CASE 1: the replication level is such that it cannot be accomplished with the current cluster (e.g., a replica size of 3 with 2 OSDs).
Check the replicated size
of pools with
$ ceph osd dump
Adjust the replicated size
and min_size
, if required, by running
$ ceph osd pool set <pool_name> size <value> $ ceph osd pool set <pool_name> min_size <value>
CASE 2: the replication policy would require replicas to sit on separate hosts, but OSDs are running within the same hosts
Check what crush_ruleset
applies to a certain pool with
$ ceph osd dump --format=json-pretty
In the example below, the pool with id 0
(“data”) is using the crush_ruleset
with id 0
"pools": [ { "pool": 0, "pool_name": "data", [...] "crush_ruleset": 0, <---- "object_hash": 2, [...]
then check with
$ ceph osd crush dump --format=json-pretty
what crush_ruleset 0
is about.
In the example below, we can observe that this rules says to replicate data by choosing the first available leaf in the CRUSH map, which is of type host.

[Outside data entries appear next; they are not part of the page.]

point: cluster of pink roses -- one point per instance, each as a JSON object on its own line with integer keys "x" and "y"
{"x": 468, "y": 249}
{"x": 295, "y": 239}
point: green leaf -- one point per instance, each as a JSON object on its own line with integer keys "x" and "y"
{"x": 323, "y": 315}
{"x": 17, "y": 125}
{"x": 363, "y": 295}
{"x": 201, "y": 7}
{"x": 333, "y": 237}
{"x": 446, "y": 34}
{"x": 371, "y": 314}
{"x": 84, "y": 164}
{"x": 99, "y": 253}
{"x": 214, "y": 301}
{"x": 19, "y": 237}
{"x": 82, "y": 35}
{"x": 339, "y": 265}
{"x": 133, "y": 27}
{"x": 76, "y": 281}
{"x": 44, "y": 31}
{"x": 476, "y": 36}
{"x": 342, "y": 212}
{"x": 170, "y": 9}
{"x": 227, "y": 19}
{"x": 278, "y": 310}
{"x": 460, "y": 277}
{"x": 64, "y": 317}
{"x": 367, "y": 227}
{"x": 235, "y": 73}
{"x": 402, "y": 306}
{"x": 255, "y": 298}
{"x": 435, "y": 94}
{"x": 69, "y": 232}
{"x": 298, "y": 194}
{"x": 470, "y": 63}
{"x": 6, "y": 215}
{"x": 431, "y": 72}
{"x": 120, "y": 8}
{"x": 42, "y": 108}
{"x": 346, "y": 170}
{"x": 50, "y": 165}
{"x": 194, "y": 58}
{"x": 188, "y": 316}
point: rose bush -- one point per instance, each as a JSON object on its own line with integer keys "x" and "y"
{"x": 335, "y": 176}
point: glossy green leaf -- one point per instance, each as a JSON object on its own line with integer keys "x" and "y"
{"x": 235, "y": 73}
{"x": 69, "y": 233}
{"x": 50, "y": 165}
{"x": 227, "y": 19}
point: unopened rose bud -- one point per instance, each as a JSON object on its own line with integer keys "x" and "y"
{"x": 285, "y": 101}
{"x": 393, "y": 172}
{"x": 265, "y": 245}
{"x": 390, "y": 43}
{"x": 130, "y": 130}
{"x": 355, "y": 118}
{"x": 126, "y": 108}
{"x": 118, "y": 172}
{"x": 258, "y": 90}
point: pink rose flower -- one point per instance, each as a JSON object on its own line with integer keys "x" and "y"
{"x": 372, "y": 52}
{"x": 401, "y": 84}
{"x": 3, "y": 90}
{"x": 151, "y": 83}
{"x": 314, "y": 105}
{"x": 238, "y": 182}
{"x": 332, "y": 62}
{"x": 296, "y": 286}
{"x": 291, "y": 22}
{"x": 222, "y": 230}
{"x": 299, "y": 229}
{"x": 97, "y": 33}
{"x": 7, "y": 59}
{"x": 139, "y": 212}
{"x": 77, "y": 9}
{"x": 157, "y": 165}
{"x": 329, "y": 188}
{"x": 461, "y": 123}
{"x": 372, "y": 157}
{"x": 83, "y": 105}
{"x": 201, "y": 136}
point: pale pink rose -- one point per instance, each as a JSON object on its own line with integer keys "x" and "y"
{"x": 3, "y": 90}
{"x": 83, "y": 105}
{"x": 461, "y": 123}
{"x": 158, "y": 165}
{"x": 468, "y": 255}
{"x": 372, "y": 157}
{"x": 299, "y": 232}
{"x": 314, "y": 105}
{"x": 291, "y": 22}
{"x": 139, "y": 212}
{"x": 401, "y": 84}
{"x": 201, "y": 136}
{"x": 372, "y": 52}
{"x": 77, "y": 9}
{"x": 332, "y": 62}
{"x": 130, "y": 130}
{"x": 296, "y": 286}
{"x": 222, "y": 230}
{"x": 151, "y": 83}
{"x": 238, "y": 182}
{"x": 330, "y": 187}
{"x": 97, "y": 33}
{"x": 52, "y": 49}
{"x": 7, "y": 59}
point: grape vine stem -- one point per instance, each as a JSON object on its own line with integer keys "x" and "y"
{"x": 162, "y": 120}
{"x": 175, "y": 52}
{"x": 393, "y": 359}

"rules": [ { "rule_id": 0, "rule_name": "replicated_ruleset", "ruleset": 0, "type": 1, "min_size": 1, "max_size": 10, "steps": [ { "op": "take", "item": -1, "item_name": "default"}, { "op": "chooseleaf_firstn", <----------- "num": 0, "type": "host"}, <----------- { "op": "emit"}]}],
If not enough hosts are available, then the application of this rule will fail.

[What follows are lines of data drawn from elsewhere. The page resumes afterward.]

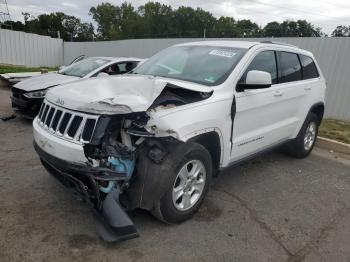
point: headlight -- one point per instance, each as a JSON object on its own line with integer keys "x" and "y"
{"x": 36, "y": 94}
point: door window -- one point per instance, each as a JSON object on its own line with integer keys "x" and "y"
{"x": 309, "y": 67}
{"x": 290, "y": 67}
{"x": 264, "y": 61}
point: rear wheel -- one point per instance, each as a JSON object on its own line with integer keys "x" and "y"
{"x": 303, "y": 144}
{"x": 189, "y": 177}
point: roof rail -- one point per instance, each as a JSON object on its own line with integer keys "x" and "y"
{"x": 277, "y": 43}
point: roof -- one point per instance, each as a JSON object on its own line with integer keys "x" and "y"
{"x": 117, "y": 58}
{"x": 239, "y": 44}
{"x": 244, "y": 44}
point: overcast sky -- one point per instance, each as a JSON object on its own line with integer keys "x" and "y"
{"x": 326, "y": 14}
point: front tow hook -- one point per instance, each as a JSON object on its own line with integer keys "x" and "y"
{"x": 112, "y": 222}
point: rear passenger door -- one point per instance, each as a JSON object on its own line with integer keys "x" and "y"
{"x": 265, "y": 117}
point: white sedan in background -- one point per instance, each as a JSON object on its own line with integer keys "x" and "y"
{"x": 28, "y": 94}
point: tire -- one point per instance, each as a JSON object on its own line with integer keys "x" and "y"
{"x": 190, "y": 156}
{"x": 298, "y": 147}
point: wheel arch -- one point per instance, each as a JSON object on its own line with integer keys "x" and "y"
{"x": 210, "y": 141}
{"x": 318, "y": 110}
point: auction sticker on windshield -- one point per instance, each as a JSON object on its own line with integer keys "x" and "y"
{"x": 223, "y": 53}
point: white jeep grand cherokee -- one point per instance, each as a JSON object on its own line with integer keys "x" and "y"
{"x": 152, "y": 139}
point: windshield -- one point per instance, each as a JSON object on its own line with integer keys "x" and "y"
{"x": 208, "y": 65}
{"x": 83, "y": 67}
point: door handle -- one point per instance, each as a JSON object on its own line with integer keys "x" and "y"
{"x": 278, "y": 93}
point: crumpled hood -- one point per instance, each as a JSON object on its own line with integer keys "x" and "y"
{"x": 115, "y": 95}
{"x": 44, "y": 81}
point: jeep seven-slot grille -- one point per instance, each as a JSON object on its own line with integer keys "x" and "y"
{"x": 67, "y": 124}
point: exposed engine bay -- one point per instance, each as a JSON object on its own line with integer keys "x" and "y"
{"x": 121, "y": 149}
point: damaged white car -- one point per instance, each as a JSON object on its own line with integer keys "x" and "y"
{"x": 154, "y": 138}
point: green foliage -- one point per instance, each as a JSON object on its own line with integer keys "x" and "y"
{"x": 288, "y": 28}
{"x": 156, "y": 20}
{"x": 341, "y": 31}
{"x": 69, "y": 27}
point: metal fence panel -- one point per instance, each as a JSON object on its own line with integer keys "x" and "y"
{"x": 332, "y": 54}
{"x": 19, "y": 48}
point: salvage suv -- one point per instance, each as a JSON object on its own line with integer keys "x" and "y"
{"x": 152, "y": 139}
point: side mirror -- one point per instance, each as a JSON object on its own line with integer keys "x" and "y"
{"x": 102, "y": 74}
{"x": 256, "y": 80}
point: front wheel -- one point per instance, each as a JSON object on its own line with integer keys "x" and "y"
{"x": 303, "y": 144}
{"x": 189, "y": 176}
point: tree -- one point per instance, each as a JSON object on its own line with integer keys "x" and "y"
{"x": 248, "y": 28}
{"x": 105, "y": 15}
{"x": 226, "y": 27}
{"x": 157, "y": 19}
{"x": 341, "y": 30}
{"x": 288, "y": 28}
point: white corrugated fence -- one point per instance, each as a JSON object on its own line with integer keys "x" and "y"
{"x": 19, "y": 48}
{"x": 332, "y": 54}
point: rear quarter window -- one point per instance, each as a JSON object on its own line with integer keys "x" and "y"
{"x": 309, "y": 68}
{"x": 290, "y": 68}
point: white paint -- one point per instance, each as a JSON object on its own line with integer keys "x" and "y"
{"x": 262, "y": 117}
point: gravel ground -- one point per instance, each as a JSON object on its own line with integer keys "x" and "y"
{"x": 274, "y": 208}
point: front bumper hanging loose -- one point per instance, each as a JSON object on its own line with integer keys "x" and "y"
{"x": 111, "y": 220}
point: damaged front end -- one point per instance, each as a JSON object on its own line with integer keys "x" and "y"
{"x": 125, "y": 145}
{"x": 121, "y": 149}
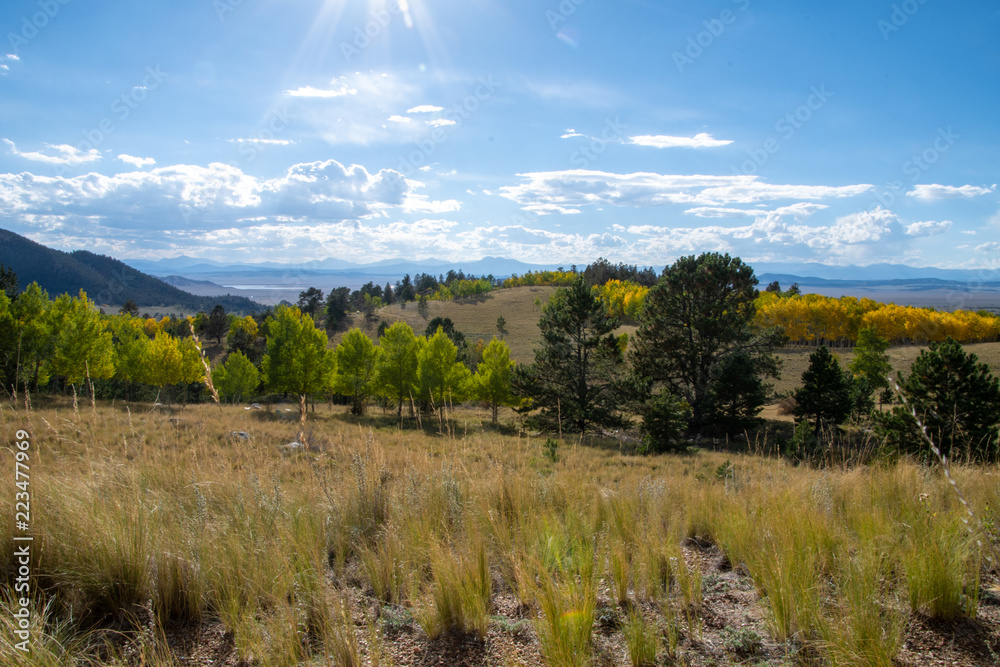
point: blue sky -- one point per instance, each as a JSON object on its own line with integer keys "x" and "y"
{"x": 553, "y": 132}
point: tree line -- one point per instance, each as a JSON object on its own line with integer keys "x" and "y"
{"x": 700, "y": 359}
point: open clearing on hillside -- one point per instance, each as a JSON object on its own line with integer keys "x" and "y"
{"x": 196, "y": 535}
{"x": 476, "y": 318}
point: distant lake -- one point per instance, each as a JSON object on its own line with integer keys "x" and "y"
{"x": 270, "y": 287}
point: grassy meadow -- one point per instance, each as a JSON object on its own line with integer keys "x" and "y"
{"x": 196, "y": 535}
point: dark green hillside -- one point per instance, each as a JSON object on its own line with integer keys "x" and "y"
{"x": 105, "y": 279}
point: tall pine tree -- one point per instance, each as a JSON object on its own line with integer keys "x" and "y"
{"x": 574, "y": 375}
{"x": 825, "y": 395}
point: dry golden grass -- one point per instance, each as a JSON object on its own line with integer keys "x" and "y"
{"x": 377, "y": 542}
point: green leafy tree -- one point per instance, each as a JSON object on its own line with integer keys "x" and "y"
{"x": 9, "y": 283}
{"x": 494, "y": 374}
{"x": 129, "y": 308}
{"x": 131, "y": 343}
{"x": 456, "y": 336}
{"x": 171, "y": 361}
{"x": 825, "y": 395}
{"x": 870, "y": 364}
{"x": 573, "y": 378}
{"x": 370, "y": 307}
{"x": 956, "y": 398}
{"x": 82, "y": 344}
{"x": 244, "y": 337}
{"x": 33, "y": 340}
{"x": 443, "y": 379}
{"x": 357, "y": 361}
{"x": 217, "y": 325}
{"x": 297, "y": 361}
{"x": 236, "y": 378}
{"x": 9, "y": 348}
{"x": 397, "y": 368}
{"x": 697, "y": 319}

To allow replicas to be created on different OSDs but possibly on the same host, we need to create a new ruleset:
$ ceph osd crush rule create-simple replicate_within_hosts default osd
After the rule has been created, it should be listed in the output of
$ ceph osd crush dump
from where we can not its id.
The next step is to apply this rule to the pools as required:
$ ceph osd pool set data crush_ruleset <rulesetId> $ ceph osd pool set metadata crush_ruleset <rulesetId> $ ceph osd pool set rbd crush_ruleset <rulesetId>
Thanks for this post! Wasn’t able to get the pgs active and it was the host type that had to be changed to osd.